If we can have more than one .config files, we can share one config file with other projects and put private configuration into another. Visual Studio 2008 will be confused?
No, except for the <appSettings> node which has a special file= attribute which works in a "cummulative" manner, all configuration sections are single shot affairs - you have it, and you have one of it exactly - or you have nothing.
<appSettings file="common.appsettings.config">
<add key="private1" value="value1" />
</appSettings>
This will read in the contents of the common.appsettings.config file and anything that's not being overwritten by an explicit value in your own config here is being used from that external config file.
You cannot add additional "private" info to an existing configuration section, as far as I know.
Visual Studio 2010 has support for multiple .config files. It is one feature of new web application packaging and deployment system. We can create now separate web.config files for each configuration we have for application. But for 2008 there are no support for multi config files, you can workaround this by adding two config files and rename them in build time
Example:
private.config
public.config
on pre-msbuild event merge these two files
rename merged file, it should be web.config or app.config
Hope this helps...
s
You can have multiple web config for each directory although only one config section handler.
The configuration files are hierarchical from general to specific. Configuration files further down in the hierarchy override any settings from the previous ones. So if you have a solution that includes a master web.config file, any web.config files in your projects override it and are specific and visible only to those projects.

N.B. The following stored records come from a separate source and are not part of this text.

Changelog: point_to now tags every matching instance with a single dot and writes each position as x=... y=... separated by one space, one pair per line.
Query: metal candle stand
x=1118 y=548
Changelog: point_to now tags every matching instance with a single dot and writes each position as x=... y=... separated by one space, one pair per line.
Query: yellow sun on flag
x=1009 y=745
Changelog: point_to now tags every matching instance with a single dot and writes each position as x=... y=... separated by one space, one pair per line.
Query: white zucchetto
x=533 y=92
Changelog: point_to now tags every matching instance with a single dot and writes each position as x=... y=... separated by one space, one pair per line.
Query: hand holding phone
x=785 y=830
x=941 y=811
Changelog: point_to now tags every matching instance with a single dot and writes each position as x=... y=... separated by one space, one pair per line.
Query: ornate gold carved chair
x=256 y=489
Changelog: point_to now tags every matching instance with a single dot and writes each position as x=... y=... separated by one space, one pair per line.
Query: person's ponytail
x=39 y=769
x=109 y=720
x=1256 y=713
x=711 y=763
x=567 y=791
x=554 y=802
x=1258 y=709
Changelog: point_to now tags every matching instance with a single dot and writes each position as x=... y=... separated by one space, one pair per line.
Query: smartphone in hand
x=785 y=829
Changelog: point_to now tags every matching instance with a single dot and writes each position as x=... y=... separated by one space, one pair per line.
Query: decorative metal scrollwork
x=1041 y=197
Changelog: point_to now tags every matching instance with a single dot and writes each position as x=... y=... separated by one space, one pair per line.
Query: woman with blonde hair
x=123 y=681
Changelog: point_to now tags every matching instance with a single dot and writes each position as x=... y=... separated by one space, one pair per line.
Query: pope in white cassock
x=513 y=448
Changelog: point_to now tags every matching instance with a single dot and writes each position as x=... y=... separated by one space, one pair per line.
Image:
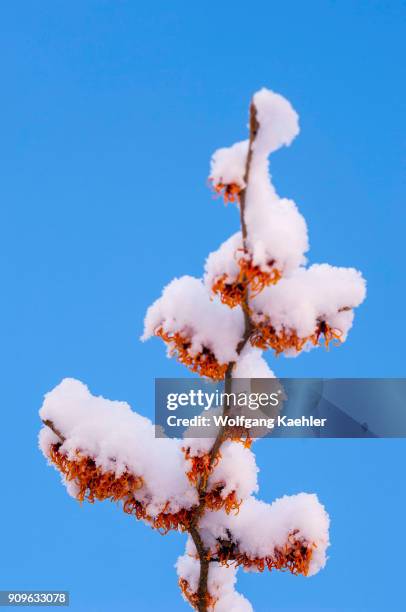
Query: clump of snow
x=185 y=307
x=228 y=164
x=319 y=293
x=260 y=528
x=278 y=122
x=276 y=231
x=118 y=440
x=251 y=364
x=220 y=584
x=235 y=471
x=224 y=261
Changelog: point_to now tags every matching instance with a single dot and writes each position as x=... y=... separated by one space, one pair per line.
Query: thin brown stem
x=202 y=551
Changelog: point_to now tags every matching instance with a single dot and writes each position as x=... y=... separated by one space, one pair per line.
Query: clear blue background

If a project is comprised of several folders, you can add a web.config file to each of those as well, again with different settings that also override any of those set above. But I caution over-engineering this or you may have difficulty with a trickle-down of certain property values or loopholes in security if it is security that you are configuring at each level.
Each config section can be put in an external file, and referenced from the main app.config / web.config via the configSource attribute. However, you will have to write custom section handlers for each custom section / external config file that you want to write, which may get a little tedious. In addition, the appSettings section can be externalised and referenced via the same mechanism.